Note: Definitions and information have been taken in whole or part from California Education Code Sections 67310-67312, and California Code of Regulations, Title 5, Section 56000 et.seq.
- Acquired Brain Injury
- Acquired Brain Injury (ABI) is defined as a deficit in brain functioning which results in a total or partial loss of cognitive, motor, psycho-social and/or sensory-perceptual disabilities, and limits the student’s ability to access the educational process.
- Attention Deficit Hyperactivity Disorder (ADHD)
- Attentional-Deficit Hyperactivity Disorder is defined as a neurodevelopmental disorder that is a persistent deficit in attention and/or hyperactive and impulsive behavior that limits the student’s ability to access the educational process.
- Autism Spectrum
- Autism Spectrum disorders are defined as neurodevelopmental disorders described as persistent deficits which limit the student’s ability to access the educational process.
- Deaf and Hard of Hearing
- Deaf and Hard of Hearing (DHH) is defined as a total or partial loss of hearing function that limits the student’s ability to access the educational process.
- Blind and Low Vision
- Blindness and low vision is defined as a level of vision that limits the student’s ability to access the educational process.

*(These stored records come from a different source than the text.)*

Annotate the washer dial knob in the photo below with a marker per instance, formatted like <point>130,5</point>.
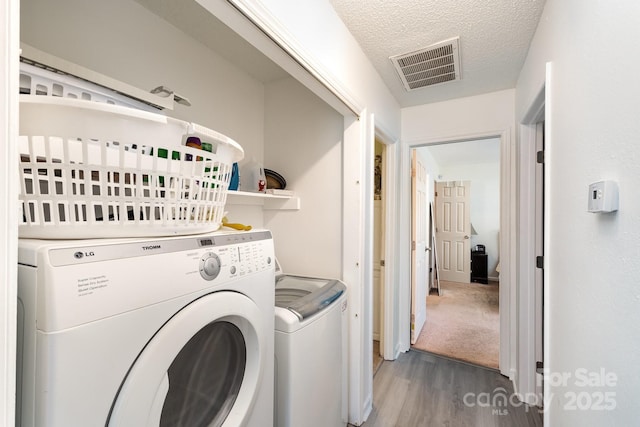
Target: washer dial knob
<point>210,266</point>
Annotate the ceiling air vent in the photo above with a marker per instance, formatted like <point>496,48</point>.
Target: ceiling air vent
<point>438,63</point>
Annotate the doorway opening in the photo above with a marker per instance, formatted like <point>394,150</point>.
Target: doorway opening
<point>379,221</point>
<point>463,251</point>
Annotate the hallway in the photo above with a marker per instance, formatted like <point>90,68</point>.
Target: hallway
<point>421,389</point>
<point>463,323</point>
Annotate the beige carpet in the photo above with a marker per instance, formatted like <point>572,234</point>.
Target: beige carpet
<point>463,323</point>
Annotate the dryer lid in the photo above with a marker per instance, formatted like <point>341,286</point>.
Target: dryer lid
<point>306,296</point>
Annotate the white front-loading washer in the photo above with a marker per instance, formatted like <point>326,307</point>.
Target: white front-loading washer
<point>160,332</point>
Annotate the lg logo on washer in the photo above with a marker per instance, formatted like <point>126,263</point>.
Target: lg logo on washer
<point>80,255</point>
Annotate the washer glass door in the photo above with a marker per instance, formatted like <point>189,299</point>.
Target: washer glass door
<point>205,377</point>
<point>202,368</point>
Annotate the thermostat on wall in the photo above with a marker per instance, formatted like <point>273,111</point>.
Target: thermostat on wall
<point>603,196</point>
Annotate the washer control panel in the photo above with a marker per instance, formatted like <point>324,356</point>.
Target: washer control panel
<point>236,259</point>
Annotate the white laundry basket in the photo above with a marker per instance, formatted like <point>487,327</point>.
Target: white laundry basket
<point>90,170</point>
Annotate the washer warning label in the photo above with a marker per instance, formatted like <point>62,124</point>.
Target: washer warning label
<point>89,285</point>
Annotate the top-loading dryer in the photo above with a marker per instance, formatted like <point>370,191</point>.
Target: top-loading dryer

- Intellectual Disability (ID)
- Intellectual disability is defined as significant limitations both in intellectual functioning and in adaptive behavior that affect and limit the student’s ability to access the educational process.
- Learning Disability
- Learning disability (LD) is defined as a persistent condition of presumed neurological dysfunction which may exist with other disabling conditions. To be categorized as a student with a learning disability, a student must meet the following criteria through psycho-educational assessment verified by a qualified specialist certified to assess learning disabilities: 1) Average to above-average intellectual ability; and 2) Statistically significant processing deficit(s); and/or Statistically significant aptitude-achievement discrepancies.
- Mental Health Disability
- Mental Heal Disability is defined as a persistent psychological or psychiatric disability, or emotional or mental illness that limits the student’s ability to access the educational process
- Mobility Impairment
- Mobility impairment includes, but is not limited to, impairments caused by congenital anomaly, impairments caused by disease and impairments from other causes. Included in this category would be persons who have asthma, cardiovascular problems or lack motor functions necessary to lift or carry items normally used in an academic setting.
- Other Disabilities
- This category includes other health conditions not falling into other categories, and/or disabilities that affect a major life activity which limit the student’s ability to access the educational process. Examples of “other” disabilities may include, but are not limited to: cardiovascular disease, asthma, diseases of various organ systems (e.g. liver/kidney, etc.), cancer, HIV-AIDS, lupus, Tourette syndrome, seizure disorders, and chronic fatigue.
- Physical Disability
- Physical disability is defined as a limitation in locomotion or motor functions. These limitations are the result of specific impacts to the body’s muscular-skeletal or nervous systems, and limit the student’s ability to access the educational process. Examples of a physical disability include, but are not limited to, absence of limb or limbs, paraplegia, hemiplegia, or quadriplegia, short stature, polio, Cerebral Palsy, Multiple Sclerosis, Muscular Dystrophy, back and lumbar problems, arthritis, and a wide range of other physical conditions.